Science and wisdom
Theology Today, Jul 2001 by Moltmann, Jurgen
Where does the responsibility of scientists for their scientific knowledge-and for what they or other people make of it-begin? How far does responsibility go? If wars between nations become crises of humanity as a whole, and if in these wars the survival or annihilation of humanity itself is at stake, are people not then responsible, not just for the application of the instruments of mass extermination, but already for their actual construction and manufacture, too? In 1958, German nuclear physicists accepted this responsibility and refused to cooperate in manufacturing instruments of mass extermination, to the considerable annoyance of a number of politicians. Of course, this responsibility is not just a question for the scientists and technologists involved. It is a problem for the whole of society, for every one of us, and-because it is humanity that is under deadly threat-for humanity as a whole. The community of nations must rebel against its role as the passive object of possible total extermination through ABC (atomic, biological, and chemical) weapons, and it must become an active determining subject of common survival. It is going to do just that or will disappear.
Experiences such as these with the application of scientific knowledge in our own time make us ask: Is there such a thing at all as a disinterested delight in "pure knowledge" of "the knowable world"? Are scientific developments and the financing of scientific research not always preceded by economic and political interests? The first scientific theories of the modern world maintained that the acquisition of power for the purpose of dominating nature was the "knowledge-constitutive interest" prompting the sciences. "Knowledge is power," declared Francis Bacon. Science restores to human beings their sovereignty over nature, the role conferred upon them with their creation in the image of God but lost through sin. Through the sciences, the human being becomes "master and possessor of nature," maintained Descartes in his scientific theory, at about the same time.
If human beings cannot control the power over nature that they acquire through science, they have still not yet learned wisdom. If the conquest of nature-the subjugation of the earth and other created beings-is the goal of scientific and technological civilization, then it is not surprising that all other living things should encounter human beings with fear and trembling. Those who set themselves up to be nature's masters and possessors, and forget that they themselves are merely part of nature, destroy nature and, in the end, annihilate themselves. The harmony between the human side of nature and its other elements gives way to the struggle in which the weaker part is defeated. The community of creation shared by human beings and their "fellow creatures" (as they are termed in the German Animal Protection Act of 1986) is replaced by the exploitation of the fellow creatures who have been subjugated.

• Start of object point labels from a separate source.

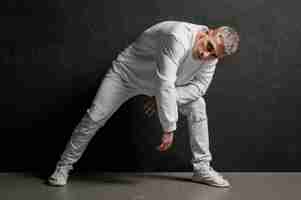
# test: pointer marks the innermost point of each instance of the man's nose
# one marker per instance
(206, 54)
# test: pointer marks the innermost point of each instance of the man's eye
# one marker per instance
(210, 47)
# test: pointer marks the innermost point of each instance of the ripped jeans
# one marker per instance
(112, 93)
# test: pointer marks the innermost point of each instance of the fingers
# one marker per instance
(149, 108)
(164, 146)
(167, 140)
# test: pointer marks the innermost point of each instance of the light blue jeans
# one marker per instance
(112, 93)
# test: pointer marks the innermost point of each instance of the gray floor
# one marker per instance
(152, 186)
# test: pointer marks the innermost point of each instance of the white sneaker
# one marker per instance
(60, 176)
(210, 177)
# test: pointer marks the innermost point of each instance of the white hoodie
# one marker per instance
(160, 60)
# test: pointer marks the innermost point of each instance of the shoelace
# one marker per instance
(62, 171)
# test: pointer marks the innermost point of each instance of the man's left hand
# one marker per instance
(166, 141)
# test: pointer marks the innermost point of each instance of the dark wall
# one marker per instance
(55, 53)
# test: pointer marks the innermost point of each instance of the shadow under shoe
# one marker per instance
(210, 177)
(60, 176)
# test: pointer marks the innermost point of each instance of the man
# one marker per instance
(173, 63)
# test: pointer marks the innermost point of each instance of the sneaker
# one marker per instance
(60, 176)
(210, 177)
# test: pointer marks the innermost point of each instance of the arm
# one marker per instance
(170, 53)
(197, 86)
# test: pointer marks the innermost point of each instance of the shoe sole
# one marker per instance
(211, 184)
(55, 184)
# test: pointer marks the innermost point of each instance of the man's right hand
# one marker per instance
(150, 106)
(166, 141)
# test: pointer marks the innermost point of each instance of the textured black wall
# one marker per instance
(55, 53)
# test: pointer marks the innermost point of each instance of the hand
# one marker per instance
(150, 106)
(166, 141)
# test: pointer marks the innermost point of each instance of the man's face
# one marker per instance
(209, 45)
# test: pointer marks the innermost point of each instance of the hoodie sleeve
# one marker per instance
(197, 86)
(169, 56)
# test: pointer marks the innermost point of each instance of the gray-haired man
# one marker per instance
(173, 63)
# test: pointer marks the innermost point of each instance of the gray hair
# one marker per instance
(231, 39)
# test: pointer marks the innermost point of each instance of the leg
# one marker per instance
(112, 92)
(198, 132)
(195, 111)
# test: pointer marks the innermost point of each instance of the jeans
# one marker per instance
(112, 93)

The fear of God is a blessing, in that it can free modern men and women from the God-complex that has made them drunk with power and induced the mad illusion that the ascendancy they have acquired over nature makes everything possible. The fear of God can beget the wisdom that lends human beings moral power over their own physical power. We do not have to do everything we are able to do. "Can" does not imply "ought." The power we have acquired can be used for what furthers life, so as to exclude what kills it. Goethe's sorcerer's apprentice had learned from his master the formula for putting the broom into motion but, unfortunately, not the formula for banishing it again to its corner. When shall we learn this second formula of power? The fear of God can ultimately engender the knowledge-constitutive wisdom, which has no desire to dominate its object and take possession of it, but wants to commune with it and live with it in a life-furthering commonwealth.